Along with the consideration of excitation of room modes and room response, consideration was also given to the power response of
the system at low frequency. Contrary to what may seem obvious, when a woofer located close to the floor is coupled to a midrange
several feet above the floor, with the same radiation pattern, be it monopole, cardioid, dipole or otherwise, the total acoustic power
radiated by the woofer will 3dB below that of the midrange. This is because the midrange, being located away from the floor, radiates
into full, 4π space. That is, it is free to radiate sound in all directions. However, a woofer sitting on a floor or ground plane can only
radiate sound into ½ space or 2 π space. The result is that the total power radiated into the listening environment is reduce by 3dB
when the anechoic on axis level is matched between the midrange and woofer. Thus, if the total power is to remain frequency
independent the woofer system must have a fuller radiation pattern than the midrange. Such is the case between dipole midrange and
monopole woofers. A monopole woofer radiating into 2 π radiates 1.8dB more acoustic power than a dipole midrange radiating into 4π
space. Not a perfect match, but closer than the -3dB drop in power which would occur with a dipole woofer. Further discussion of this
power matching can be found in the
Music and Design article on  Midrange to woofer power matching.
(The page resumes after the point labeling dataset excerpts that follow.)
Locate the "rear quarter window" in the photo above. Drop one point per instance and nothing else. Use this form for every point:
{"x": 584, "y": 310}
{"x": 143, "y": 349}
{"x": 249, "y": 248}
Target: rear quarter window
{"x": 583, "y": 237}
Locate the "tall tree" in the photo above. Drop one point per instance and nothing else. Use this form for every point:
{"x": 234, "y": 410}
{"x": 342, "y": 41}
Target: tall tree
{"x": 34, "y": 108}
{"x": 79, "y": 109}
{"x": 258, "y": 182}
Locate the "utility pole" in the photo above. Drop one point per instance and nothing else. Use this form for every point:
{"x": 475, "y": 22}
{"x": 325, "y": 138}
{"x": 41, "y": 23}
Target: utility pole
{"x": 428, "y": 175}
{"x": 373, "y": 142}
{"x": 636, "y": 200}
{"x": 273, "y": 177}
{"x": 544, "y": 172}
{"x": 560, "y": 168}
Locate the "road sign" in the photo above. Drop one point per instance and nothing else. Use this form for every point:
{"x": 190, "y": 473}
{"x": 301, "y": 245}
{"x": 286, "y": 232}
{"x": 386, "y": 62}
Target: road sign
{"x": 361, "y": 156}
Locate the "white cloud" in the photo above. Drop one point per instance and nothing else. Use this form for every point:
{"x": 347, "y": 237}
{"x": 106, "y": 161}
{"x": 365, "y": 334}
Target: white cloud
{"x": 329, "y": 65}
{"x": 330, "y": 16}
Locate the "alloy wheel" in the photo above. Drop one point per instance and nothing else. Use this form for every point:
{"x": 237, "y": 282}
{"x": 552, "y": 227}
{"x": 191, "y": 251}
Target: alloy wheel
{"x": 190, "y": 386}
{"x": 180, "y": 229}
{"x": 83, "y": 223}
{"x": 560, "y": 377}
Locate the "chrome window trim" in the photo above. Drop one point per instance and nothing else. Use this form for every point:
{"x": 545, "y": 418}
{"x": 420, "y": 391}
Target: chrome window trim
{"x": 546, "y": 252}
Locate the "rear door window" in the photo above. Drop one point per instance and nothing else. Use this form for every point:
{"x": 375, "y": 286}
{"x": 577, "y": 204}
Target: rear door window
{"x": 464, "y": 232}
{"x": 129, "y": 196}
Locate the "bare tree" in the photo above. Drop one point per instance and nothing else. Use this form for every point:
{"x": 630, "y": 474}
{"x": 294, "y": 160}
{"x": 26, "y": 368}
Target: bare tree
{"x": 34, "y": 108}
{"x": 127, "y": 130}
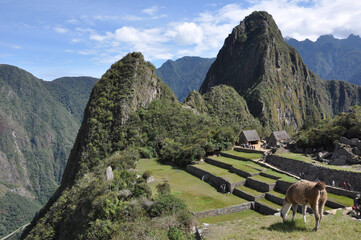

Consideration was also given to the maximum SPL capability of the different woofer systems. A single NaO Mini woofer using the 10”
Peerless XXLS driver is capable of producing an excursion limited SPL of 101dB at 32 Hz. An H dipole woofer system with 18” front to
back separation would require four 10” XXLS drivers to obtain the same SPL. An 18” U frame cardioid would require two drivers. Such
considerations were instrumental in the design of the NaO II woofer system where the U-frame woofer could be quickly converted to
sealed box woofers for extremely high SPL applications. For systems using dipole woofers, the situation is further complicated by the
reduction is SPL which occurs below the room fundamental. For that reason, dipole woofer systems are typically augmented by sealed
box subwoofer systems when high SPL, low frequency response is required. This inevitably leads to further degradation of the bass
response due to the introduction of an additional crossover with associated group delay and the additional cost of the subwoofer and
associated electronics.

An additional consideration arises from anecdotal observations which suggest dipole bass just sounds more natural. Research at
Music and Design suggests that the primary reason for this observation lies precisely with the inability of a dipole woofer to
pressurize a room below the fundamental. However, monopole woofers may sound boomy or ill-defined at low frequency, even if
designed to have flat anechoic response, if the woofer’s cut off frequency lies significantly below the room fundamental. This is
particularly true in small rooms. To circumvent this problem the NaO Mini woofer response can be tuned by changing the value of a few
resistors in the active circuit. An Excel spreadsheet is included with the plans for calculating the suggested resistor values for you
installation.

Lastly, there are always situations where for any number of reasons the woofer system is best located at a position different from the
main speakers. The separation of the woofer system from the main panels in the NaO Mini makes it possible to alter the placement of
the woofers and panels independently should the need arise. While this does mitigate the benefit of the frequency dependent transition
between source types, it offers greater flexibility in system setup in problematic rooms.

It should be apparent that every consideration has been given to the design of the NaO Min in an effort to bring fourth the highest quality
sound reproduction in a small, flexible and economic package.